Super Resolution Deep Learning Reconstruction: Benefits of Contrast Reduction in Cardiac Tomography Angiography, Combining the Power of Artificial Intelligence

• DOI: https://doi.org/10.22533/at.ed.1594672409072

• Palavras-chave: CT angiography; coronary arteries; contrast; iodine

• Keywords: CT angiography; coronary arteries; contrast; iodine

• Abstract:

  Nowadays, iodinated contrast represents the most common drug administered to patients. A wide range of radiological examinations benefit from the opacification and enhancement characteristics of iodine. Recently, the lack of MCI was observed worldwide, resulting in a problematic scenario for health services. Due to this scarcity, several scientific works have been published discussing means and ways to reduce and save contrast. In the cardiological setting, coronary artery CT angiography (CTA) represents a well-established diagnostic method in non-invasive coronary assessment and its indications are increasing. Recently, a Super-Resolution Deep Learning reconstruction algorithm (SR-DLR) trained using data acquired on an Ultra High-Resolution Tomography (UHRTC) system was introduced worldwide in the clinical setting. It has the potential to accurately diagnose arteries and stent structures by combining exceptional spatial resolution, noise reduction and increased high contrast resolution, which can benefit the use of smaller volumes of iodine. The objective of this work was to evaluate the cardiac image with the PIQE Deep Learning reconstruction algorithm, using smaller volumes of iodinated contrast. CTA was performed on a 320-channel tomograph with 640 slices.
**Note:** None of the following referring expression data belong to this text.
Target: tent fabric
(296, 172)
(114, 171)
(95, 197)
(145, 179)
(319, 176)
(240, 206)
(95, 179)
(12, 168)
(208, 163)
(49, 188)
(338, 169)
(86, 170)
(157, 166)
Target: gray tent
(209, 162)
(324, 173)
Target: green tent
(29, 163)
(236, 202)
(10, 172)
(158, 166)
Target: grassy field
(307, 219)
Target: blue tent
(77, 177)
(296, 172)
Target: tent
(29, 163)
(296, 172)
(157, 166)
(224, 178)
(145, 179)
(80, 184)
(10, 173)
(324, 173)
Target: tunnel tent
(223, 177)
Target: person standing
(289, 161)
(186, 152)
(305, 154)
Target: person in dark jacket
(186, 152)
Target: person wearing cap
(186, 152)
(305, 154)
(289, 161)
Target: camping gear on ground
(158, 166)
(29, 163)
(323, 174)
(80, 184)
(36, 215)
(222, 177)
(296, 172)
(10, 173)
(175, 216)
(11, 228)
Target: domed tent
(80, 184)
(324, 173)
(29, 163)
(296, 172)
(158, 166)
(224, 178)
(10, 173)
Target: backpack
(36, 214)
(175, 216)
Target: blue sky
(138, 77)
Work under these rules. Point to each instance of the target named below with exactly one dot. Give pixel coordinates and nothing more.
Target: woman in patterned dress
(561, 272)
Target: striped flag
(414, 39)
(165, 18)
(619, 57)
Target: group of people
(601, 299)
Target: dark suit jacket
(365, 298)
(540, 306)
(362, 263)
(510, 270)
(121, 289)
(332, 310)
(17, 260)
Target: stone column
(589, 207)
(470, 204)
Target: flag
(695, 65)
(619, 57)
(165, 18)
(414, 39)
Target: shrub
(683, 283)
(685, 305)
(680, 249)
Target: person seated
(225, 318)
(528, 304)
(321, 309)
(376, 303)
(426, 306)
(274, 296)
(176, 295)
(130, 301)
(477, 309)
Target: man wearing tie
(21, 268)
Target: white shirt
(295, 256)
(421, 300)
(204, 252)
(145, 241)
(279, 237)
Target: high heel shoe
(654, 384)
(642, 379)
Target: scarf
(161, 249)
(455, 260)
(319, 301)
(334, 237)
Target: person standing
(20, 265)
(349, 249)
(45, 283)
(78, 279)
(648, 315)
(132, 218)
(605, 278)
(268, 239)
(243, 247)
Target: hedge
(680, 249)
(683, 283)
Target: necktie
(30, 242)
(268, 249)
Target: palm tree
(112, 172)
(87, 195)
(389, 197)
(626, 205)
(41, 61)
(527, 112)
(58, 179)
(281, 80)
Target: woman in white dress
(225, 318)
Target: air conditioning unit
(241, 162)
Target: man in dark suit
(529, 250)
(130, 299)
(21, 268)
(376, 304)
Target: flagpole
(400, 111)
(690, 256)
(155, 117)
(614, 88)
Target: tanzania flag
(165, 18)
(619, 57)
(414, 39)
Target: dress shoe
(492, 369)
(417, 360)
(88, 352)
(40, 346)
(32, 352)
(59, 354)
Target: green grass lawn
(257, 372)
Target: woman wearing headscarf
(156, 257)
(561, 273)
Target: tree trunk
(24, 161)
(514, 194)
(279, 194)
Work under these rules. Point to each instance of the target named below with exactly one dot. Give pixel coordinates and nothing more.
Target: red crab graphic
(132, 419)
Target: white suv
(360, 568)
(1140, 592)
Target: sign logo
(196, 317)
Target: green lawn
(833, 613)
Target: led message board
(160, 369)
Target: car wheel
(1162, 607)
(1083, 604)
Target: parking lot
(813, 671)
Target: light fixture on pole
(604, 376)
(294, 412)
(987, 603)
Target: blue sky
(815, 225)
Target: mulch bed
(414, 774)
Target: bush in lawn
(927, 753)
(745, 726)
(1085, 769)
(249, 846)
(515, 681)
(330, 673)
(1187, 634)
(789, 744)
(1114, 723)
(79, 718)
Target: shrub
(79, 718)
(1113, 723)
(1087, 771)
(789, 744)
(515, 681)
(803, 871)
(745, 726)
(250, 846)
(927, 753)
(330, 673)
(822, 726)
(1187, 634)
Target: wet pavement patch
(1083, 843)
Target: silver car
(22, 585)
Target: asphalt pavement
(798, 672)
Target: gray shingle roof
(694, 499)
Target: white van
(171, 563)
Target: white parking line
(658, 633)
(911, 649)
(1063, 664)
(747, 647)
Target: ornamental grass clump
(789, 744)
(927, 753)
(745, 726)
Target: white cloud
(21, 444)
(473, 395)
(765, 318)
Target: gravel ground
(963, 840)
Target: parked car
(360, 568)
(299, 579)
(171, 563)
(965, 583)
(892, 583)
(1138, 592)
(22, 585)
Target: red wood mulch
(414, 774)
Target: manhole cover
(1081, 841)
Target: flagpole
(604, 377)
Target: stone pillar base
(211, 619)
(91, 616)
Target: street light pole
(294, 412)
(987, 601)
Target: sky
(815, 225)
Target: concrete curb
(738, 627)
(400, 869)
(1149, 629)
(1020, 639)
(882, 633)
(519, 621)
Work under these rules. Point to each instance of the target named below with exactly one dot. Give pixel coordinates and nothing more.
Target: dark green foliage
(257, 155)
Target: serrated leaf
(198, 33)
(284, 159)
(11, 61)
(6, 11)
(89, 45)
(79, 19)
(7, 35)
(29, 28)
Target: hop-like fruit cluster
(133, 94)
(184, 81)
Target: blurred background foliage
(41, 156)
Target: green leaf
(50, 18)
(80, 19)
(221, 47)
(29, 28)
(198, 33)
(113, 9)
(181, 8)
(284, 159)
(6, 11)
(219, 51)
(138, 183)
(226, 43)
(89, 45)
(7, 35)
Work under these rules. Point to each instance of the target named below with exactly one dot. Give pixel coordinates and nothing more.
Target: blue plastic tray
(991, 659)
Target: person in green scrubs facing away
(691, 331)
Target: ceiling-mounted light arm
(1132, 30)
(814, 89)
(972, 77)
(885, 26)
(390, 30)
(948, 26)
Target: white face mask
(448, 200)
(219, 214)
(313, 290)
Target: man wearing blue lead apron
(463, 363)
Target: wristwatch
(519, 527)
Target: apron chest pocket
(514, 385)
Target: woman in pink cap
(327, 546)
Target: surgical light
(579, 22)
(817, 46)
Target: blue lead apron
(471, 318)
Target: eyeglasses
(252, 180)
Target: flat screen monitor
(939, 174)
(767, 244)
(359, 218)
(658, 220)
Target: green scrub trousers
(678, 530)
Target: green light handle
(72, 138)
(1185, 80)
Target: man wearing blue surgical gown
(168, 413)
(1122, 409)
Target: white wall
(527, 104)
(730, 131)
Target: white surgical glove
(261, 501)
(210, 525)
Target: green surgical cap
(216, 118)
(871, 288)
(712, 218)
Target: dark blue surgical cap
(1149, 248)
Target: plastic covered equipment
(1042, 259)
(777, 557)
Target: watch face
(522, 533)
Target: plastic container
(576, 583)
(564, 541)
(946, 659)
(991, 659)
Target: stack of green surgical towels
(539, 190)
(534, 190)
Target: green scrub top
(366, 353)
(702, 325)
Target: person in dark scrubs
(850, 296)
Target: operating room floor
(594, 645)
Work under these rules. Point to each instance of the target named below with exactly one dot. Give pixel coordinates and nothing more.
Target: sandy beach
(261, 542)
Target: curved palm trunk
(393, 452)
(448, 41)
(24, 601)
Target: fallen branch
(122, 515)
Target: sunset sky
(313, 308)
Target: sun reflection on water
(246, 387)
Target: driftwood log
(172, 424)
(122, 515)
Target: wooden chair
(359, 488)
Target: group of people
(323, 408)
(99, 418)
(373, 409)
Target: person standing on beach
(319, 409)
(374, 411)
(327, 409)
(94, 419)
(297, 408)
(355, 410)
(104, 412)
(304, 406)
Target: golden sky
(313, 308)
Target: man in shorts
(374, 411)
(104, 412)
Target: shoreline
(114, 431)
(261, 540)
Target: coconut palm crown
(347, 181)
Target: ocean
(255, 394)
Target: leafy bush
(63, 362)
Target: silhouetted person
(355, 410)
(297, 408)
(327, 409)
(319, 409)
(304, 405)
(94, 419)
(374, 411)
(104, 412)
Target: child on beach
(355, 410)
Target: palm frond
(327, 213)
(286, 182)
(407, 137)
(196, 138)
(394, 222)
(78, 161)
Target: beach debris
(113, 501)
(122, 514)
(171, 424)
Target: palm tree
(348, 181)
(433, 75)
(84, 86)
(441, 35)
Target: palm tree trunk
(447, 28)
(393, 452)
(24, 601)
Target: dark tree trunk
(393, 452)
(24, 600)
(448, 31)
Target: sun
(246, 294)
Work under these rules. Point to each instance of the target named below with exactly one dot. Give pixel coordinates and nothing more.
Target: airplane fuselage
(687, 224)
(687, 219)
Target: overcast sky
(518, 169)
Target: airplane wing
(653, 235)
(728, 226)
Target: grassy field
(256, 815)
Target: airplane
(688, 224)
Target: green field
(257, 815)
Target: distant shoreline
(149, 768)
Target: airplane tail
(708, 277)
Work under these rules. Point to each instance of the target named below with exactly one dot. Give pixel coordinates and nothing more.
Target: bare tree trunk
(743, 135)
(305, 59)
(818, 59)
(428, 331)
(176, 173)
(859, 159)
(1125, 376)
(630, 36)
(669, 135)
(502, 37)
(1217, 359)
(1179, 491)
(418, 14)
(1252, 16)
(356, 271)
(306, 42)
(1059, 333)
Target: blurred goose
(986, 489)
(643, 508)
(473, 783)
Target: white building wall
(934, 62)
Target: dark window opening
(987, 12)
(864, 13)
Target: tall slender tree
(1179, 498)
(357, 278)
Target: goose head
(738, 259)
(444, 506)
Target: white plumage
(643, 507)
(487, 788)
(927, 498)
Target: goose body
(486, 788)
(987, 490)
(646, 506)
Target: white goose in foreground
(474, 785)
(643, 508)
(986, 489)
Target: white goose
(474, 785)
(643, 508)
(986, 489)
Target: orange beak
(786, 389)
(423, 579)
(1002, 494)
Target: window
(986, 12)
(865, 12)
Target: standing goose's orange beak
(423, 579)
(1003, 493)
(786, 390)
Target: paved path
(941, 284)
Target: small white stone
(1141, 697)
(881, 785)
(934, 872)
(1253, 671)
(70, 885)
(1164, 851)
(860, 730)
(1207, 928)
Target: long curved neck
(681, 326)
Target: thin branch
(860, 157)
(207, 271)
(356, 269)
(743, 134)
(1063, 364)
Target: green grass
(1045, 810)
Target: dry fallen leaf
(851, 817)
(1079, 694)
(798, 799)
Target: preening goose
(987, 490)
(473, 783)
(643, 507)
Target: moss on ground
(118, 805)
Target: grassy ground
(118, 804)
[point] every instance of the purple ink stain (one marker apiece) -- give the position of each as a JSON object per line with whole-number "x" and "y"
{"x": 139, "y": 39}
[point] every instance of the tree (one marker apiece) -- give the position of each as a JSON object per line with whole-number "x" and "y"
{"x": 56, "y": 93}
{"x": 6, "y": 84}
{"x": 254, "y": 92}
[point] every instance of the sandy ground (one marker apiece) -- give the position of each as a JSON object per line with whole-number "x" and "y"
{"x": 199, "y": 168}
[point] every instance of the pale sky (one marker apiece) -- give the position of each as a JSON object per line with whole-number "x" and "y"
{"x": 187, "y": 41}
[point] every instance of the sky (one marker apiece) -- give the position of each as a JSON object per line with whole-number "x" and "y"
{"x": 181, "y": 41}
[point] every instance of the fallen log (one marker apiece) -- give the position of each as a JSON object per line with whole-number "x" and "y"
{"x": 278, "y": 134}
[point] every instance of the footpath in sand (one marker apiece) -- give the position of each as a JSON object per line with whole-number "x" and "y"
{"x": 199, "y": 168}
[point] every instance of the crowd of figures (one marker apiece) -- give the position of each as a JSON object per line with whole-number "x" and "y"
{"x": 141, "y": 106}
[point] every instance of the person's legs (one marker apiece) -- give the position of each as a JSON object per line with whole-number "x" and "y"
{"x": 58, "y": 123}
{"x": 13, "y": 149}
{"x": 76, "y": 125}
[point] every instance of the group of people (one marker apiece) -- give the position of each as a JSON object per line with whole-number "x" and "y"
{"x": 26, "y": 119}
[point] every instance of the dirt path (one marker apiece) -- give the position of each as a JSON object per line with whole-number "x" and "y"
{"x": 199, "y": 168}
Cardiac acquisition used prospective volumetric acquisition with cardiac synchronization through ECG monitoring, in addition to 100 KVp and non-ionic contrast (370mg/ml), with a flow of 5 mL/s. Results: In cases of ATC performed, a reduction greater than 35% was possible compared to the standard used by the institution. The use of PIQE with smaller MCI volume improved image resolution when compared to hybrid iterative reconstruction. The physical properties present in the PIQE algorithm, such as noise reduction and greater high-contrast resolution, resulted in excellent opacification of iodinated contrast in the evaluated exams.